Prior to applying sunscreen, check and follow the use-by date stated on the packaging and store sunscreen below 30°C.

Most people apply far less sunscreen than is recommended by manufacturers.[22] As a result, sunscreen users achieve an SPF of between 50-80% less than that specified on the product label.[23],[24] In order to achieve the specified SPF, people should apply 2mg sunscreen to each square centimetre of exposed skin. This equates to approximately 35mL (seven teaspoons) per application for an adult.[20] Some researchers have recommended that people apply slightly more than this: 45mL in the form of nine teaspoons (5mL each); one teaspoon of sunscreen applied to the face/head/neck, two teaspoons for the torso, one teaspoon to each arm/forearm and two teaspoons to each leg.[25]

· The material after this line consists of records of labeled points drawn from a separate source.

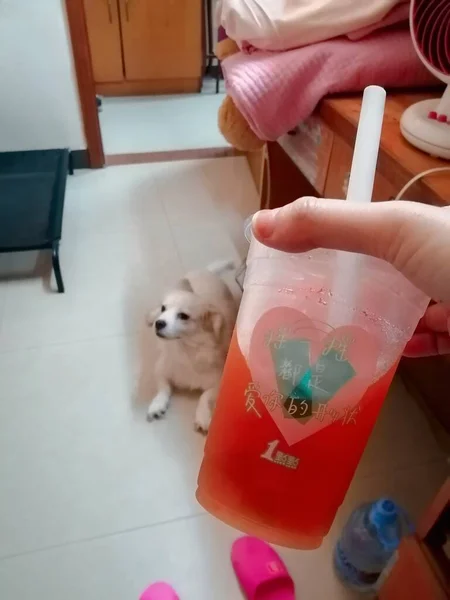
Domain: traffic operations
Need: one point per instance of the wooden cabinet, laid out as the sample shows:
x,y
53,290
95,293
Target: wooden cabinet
x,y
161,39
102,19
339,173
145,46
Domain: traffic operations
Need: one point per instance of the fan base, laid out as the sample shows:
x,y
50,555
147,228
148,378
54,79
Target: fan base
x,y
428,135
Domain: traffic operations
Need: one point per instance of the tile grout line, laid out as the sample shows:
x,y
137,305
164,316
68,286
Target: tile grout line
x,y
94,538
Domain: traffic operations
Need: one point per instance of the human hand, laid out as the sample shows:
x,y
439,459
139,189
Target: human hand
x,y
414,238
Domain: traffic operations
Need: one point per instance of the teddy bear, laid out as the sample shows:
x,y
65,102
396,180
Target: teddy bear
x,y
232,123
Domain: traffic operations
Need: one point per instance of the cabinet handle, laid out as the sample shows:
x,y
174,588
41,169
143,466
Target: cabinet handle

Sunscreen needs to be applied 20 minutes before going outside[26] and reapplied every two hours thereafter.[27] Reapplication of sunscreen 15-30 minutes after going outdoors may also be beneficial, as people are not likely to apply the required amount of sunscreen upon first application. [26]

According to a simulation study, typical sunscreen application - less than the recommended amount (3-6mL per body part) and non-uniformly application - will often result in sunburn and skin damage.[28]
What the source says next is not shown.